Ley matinal, de Isabel Moreno García. Por Rubén Castillo

Ley matinal

Llega hasta mis manos el libro Ley matinal, que la profesora Isabel Moreno García publica en el sello Plaza & Valdés y que está compuesto por setenta secuencias narrativas, de breve extensión. Es un volumen (pronto lo advierte el lector, casi desde la primera página) de conceptos densos, de formulaciones literarias exigentes, en las que no es posible extraer el jugo estético si se deja que los ojos viajen veloces por sus líneas. Al contrario, sus propuestas exigen una concentración meticulosa y una voluntad de aprehender los sustantivos, los adjetivos, el sentido de las frases, para que el mensaje último (literario pero también vital) no se escape como mercurio entre los dedos.

Esa mujer que posa para que una amiga la dibuje en el interior de una gruta («El rostro espera»); el misterioso compañero de vagón con el que la narradora compartió trayecto, y al que vio romper una carta con expresión seria y meditabunda («Viajeros»); las líneas que se escriben mientras se aguarda el inicio de un viaje, en el aeropuerto («El poema»); o cuadros que nos sitúan ante emociones sutiles, que debemos gustar con una lentitud sagrada o reverente («Fuga cromática») son algunas de las secuencias que Isabel Moreno construye con sus manos ante nuestros ojos.

¿Microrrelatos?

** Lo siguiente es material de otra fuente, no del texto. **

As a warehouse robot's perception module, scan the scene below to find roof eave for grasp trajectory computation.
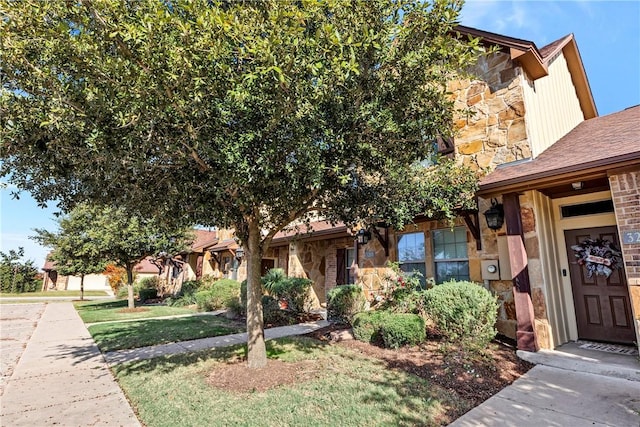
[477,156,640,197]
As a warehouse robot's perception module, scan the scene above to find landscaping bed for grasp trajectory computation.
[209,325,533,419]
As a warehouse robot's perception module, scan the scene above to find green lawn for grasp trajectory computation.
[75,300,196,323]
[0,291,108,298]
[89,316,245,352]
[114,338,470,427]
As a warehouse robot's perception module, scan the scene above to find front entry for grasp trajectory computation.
[564,226,636,344]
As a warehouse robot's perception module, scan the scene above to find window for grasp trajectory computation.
[344,248,356,285]
[336,248,356,285]
[398,232,426,285]
[432,227,469,283]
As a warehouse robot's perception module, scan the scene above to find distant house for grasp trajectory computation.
[42,257,111,293]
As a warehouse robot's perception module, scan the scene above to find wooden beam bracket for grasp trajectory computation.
[372,226,389,257]
[460,211,482,250]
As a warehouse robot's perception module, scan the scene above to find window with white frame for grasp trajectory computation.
[431,227,469,283]
[398,232,426,285]
[344,248,356,285]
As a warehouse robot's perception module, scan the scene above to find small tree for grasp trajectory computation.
[31,205,107,300]
[33,205,193,308]
[0,247,38,292]
[0,0,481,367]
[92,207,195,308]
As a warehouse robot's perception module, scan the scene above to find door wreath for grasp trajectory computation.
[571,239,622,278]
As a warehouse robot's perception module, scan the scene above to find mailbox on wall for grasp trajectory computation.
[480,259,500,280]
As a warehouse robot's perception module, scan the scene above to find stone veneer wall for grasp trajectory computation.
[609,170,640,346]
[447,52,531,169]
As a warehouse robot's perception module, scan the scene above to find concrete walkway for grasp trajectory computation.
[0,303,640,427]
[104,320,329,366]
[451,343,640,427]
[0,303,140,426]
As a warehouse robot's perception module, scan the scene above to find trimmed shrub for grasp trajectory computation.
[261,268,288,296]
[269,277,313,313]
[380,313,427,348]
[352,310,389,343]
[135,277,158,302]
[424,281,498,348]
[327,285,367,325]
[195,279,240,311]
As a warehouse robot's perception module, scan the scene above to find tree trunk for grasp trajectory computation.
[244,221,267,368]
[127,264,136,309]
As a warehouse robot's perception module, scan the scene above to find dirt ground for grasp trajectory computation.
[208,326,533,415]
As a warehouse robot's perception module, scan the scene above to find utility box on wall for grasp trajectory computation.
[480,259,500,280]
[498,236,513,280]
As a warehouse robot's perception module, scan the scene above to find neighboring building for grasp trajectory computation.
[42,258,111,293]
[42,229,218,292]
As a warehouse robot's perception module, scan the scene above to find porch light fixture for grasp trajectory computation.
[356,228,371,245]
[484,199,504,230]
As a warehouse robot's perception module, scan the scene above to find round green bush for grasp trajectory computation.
[327,285,367,325]
[352,310,390,343]
[195,279,240,311]
[138,288,158,302]
[380,313,427,348]
[424,281,498,348]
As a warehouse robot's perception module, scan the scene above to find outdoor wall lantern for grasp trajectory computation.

No estoy muy seguro de que puedan ser etiquetados con esa palabra, porque muchos de ellos no pretenden «relatarnos» nada, en sentido estricto. Si los tuviera que definir (y soy consciente de que toda definición es una cárcel gris, la mayor parte de las veces injusta) diría que son como esos cristalitos que, colocados sobre el portaobjetos de un microscopio, nos deparan un mundo invisible hasta que posamos el ojo sobre ellos. Estos setenta episodios narrativos contienen escenas de amor, de tristeza, de melancolía… O simplemente cuadros descriptivos, de alta belleza lírica: instantes de paseo, conversaciones durante una comida, la congoja que depara el llanto de la persona que va a nuestro lado en el autobús…

Un proyecto interesante, que me ha gustado leer.